Four year cap - other provisions: Capping of late returns: Payment returns where the VAT return declared liability accepted by HMRC is less than the assessed amount
Where a business has paid a prime or additional assessment which is higher than the accepted VAT return declared liability for a given accounting period.
The recovery of the excess amount will be capped by Section 80(4)(a) of the VAT Act 1994 if more than four years have passed since the end of the accounting period in which the assessment was made, see VR2830 for further guidance on time limits.
For example: Able Ltd does not submit its VAT return for accounting period 03/07 and a centrally issued assessment is made on 20t h May 2007 for £20,000.

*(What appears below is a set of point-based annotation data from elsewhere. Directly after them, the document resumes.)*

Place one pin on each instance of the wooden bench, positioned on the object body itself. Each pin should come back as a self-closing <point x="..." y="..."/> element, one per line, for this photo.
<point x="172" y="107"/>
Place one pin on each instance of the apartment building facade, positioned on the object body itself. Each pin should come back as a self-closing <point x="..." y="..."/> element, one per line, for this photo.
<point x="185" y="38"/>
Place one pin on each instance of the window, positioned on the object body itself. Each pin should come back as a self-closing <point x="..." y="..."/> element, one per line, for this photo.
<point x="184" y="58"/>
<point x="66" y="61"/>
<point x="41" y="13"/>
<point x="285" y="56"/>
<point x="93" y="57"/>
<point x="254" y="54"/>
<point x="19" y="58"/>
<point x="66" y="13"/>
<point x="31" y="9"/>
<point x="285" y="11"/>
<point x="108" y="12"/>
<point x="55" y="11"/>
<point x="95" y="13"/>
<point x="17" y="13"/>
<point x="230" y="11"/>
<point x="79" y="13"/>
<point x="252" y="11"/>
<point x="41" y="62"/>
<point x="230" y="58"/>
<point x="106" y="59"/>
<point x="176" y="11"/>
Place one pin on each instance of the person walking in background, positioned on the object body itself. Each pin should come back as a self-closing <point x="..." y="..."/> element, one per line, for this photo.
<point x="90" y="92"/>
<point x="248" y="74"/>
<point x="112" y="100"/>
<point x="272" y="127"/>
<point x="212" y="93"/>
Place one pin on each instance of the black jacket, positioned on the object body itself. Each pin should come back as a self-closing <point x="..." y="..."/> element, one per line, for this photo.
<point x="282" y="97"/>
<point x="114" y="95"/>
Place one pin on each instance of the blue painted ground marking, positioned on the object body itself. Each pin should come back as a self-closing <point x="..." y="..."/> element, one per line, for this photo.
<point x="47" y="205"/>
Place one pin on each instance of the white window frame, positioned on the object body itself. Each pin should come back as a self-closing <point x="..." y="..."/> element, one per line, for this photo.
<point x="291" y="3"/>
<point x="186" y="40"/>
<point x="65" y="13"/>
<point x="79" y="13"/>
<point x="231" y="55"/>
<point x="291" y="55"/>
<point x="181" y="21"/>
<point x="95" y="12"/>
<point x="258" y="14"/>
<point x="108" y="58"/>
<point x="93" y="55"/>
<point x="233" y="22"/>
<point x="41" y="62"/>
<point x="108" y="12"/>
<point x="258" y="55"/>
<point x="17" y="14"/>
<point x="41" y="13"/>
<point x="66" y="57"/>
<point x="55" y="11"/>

Able Ltd pays that assessment on 15 June 2007. On 12t h July 2011, Able Ltd submits the return for accounting period 03/07 which shows the true liability to be only £15,000.
Having paid the assessment, the only way that Able Ltd can recover that £5,000 is to make a claim under Section 80(1A) of the VAT Act 1994. Any such claim has to be made within four years of the end of the accounting period in which the assessment was made.
In this example, as the assessment was made during accounting period 06/07 a valid claim under Section 80(1A) must be made by 30 June 2011.
That applies equally where a centrally issued assessment is made and paid and it turns out that the return submitted late for the accounting period in question was a repayment return - see the decision of the VAT & Duties Tribunal decisions in Bissell Homecare (Overseas) Inc (VAT Tribunal Decision 18217) and Brian Elton Cox (VAT Tribunal Decisions 18709 & 18990).